You’ve most likely heard a lot about The Tribe – the worldwide festival favourite that has been scooping up rave reviews and awards around the place. Set in the Ukraine, The Tribe follows a young man who finds himself at a boarding school for the deaf. Filmed with no subtitles, no audible dialogue and no voice over, The Tribe presents the world of these deaf students as it is.
I went into the film not knowing anything of the plot – just that basic premise and that it would astound you. Well, The Tribe managed to do just that.
The Tribe displays some truly superb cinematography with a great mixture of static shots as well as creeping tracking shots. There’s something oddly perverse about the camera stalking these students as they make their nightly escape into the surrounding suburbs to prostitute two of the female students out to truck drivers. Then there’s the people they rob and beat up in the night as well – we silently watch as they silent enact their crimes. This is the harsh world of the deaf youth in Ukraine and this is how they manage to get by.
This perverse and uncomfortable aspect is further developed when one of the nameless characters suddenly is killed whilst lighting a cigarette. The Tribe goes to great levels to reinforce what the silent world is like for these students. For the viewer however, we are eased into this world with scenes of our main protagonist asking for directions to the school, arriving at the school as the viewer silently observes him silent observing other students. We are given the ability to settle into the movement of the film prior to it launching into some of the most devastating and difficult cinema viewing I’ve seen since Dancer in the Dark.
There’s no doubt about it – this is challenging cinema. It presents a world that’s unfamiliar to the majority of viewers and asks you to observe. It asks you to observe as some truly difficult scenes unfold – from an extended abortion sequence that escalates to a silent cry, to some of the most impactful violence I’ve ever witnessed in a film.
It makes you ask whether these scenes are challenging because we as the viewer are unable to fully understand character motivations because the way they communicate is hard for us to understand? As with Mad Max: Fury Road earlier this year, The Tribe presents cinema with its most primal elements – the reliance on visuals alone. Where Fury Road embodied elements of silent cinema, The Tribe embraces it whole heartedly. In fact, even with the very basic world sounds, I would argue that The Tribe is even more of a love letter to silent cinema than The Artist ever could be. But that is an argument for a different time.

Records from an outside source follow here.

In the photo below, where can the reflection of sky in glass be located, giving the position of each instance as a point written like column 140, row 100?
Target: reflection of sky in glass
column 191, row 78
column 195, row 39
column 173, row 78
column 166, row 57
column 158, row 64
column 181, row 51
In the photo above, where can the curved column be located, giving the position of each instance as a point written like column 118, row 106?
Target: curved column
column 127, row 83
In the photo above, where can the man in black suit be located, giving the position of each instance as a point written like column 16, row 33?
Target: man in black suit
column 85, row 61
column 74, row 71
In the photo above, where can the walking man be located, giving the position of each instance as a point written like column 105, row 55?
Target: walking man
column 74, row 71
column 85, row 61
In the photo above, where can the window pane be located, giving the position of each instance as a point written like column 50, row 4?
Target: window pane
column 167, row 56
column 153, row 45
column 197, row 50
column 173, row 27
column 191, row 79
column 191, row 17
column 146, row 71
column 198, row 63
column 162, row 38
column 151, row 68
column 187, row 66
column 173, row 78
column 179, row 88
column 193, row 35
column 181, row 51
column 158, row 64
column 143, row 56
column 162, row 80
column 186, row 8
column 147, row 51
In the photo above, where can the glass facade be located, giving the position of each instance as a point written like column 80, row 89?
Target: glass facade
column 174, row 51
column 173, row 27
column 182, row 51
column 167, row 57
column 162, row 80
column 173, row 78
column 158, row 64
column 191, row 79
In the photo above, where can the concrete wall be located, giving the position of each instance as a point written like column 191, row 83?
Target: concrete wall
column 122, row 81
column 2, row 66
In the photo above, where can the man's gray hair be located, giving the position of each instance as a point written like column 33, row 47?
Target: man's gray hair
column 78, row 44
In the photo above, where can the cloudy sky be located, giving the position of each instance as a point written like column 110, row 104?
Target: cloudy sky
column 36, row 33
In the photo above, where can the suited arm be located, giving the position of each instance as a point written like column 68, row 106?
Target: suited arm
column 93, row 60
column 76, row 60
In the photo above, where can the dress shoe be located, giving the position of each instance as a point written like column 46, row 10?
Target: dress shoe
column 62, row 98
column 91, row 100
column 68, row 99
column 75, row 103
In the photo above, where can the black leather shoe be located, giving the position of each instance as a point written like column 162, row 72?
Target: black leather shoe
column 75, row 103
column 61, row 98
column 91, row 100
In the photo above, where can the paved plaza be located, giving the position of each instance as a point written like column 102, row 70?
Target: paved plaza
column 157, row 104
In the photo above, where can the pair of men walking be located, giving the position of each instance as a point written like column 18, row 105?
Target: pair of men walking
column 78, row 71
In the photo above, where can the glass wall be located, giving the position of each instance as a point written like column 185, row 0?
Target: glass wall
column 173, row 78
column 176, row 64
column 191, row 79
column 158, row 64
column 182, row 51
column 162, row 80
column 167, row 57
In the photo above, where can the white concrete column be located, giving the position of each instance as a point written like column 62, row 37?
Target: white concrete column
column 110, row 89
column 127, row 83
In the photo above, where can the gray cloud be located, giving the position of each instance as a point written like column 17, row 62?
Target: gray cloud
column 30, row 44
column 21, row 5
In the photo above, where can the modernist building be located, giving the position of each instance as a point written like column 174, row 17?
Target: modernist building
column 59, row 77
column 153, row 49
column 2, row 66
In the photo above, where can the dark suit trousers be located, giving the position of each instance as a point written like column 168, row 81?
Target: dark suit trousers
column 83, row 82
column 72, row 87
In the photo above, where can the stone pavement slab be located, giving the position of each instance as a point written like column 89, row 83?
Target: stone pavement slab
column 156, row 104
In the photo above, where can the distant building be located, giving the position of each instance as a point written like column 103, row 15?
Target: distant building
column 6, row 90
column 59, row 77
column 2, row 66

The Tribe is a film which I struggled to sit comfortably watching. The primal elements of the characters here are so perfectly realised that the title is well and truly earned. The two female characters are owned by the group, never given the chance to be free, be themselves. It’s the moments between these two characters when they’re alone together that I most appreciated. When they’re away from the male characters they’re given a chance to almost be themselves, until they’re dragged back into the brutal world they inhabit.
This isn’t a film about gender politics, but there’s simply no denying the impact that the way females are treated in this film. There are some extreme breaking points for viewers here that will definitely make you question whether you’re ok with what’s being displayed here. There is such a grand sense of realism here that it’s hard to detach fact from fiction; almost to the point where you question whether this is actually a really well made documentary.
The Tribe is a film that doesn’t relish in the suffering of the female characters, yet it does border on being depression-porn with characters that constantly work against each other, always pushing each other down and ensuring that no one escapes or succeeds. Whilst I felt uncomfortable to the point where I nearly walked out, I’m reminded constantly by the film that this is not a film that should make you feel comfortable. The actions on screen should not be simply accepted.
Another film I can’t help but compare this to is the Gaspar Noe’s masterpiece Irreversible. A film which has extended sequences that are difficult to watch, that are almost impossible to sit through without questioning if you’re complicit for watching such a film. However, Irreversible tried to make sense of the despair and brutality on display. The Tribe simply displays the brutality and asks you to make your own mind up. The Tribe feels like a natural progression from Irreversible to here for uncomfortable cinema; both sharing long unbroken shots that elevate uneasiness.
After everything though, I’m glad I saw The Tribe through to its devastating conclusion. It’s a film that elicits emotions we don’t usually get to feel from cinema, and for that alone it should be applauded. I can only really recommend this film if you’re aware what journey you’ll be embarking on.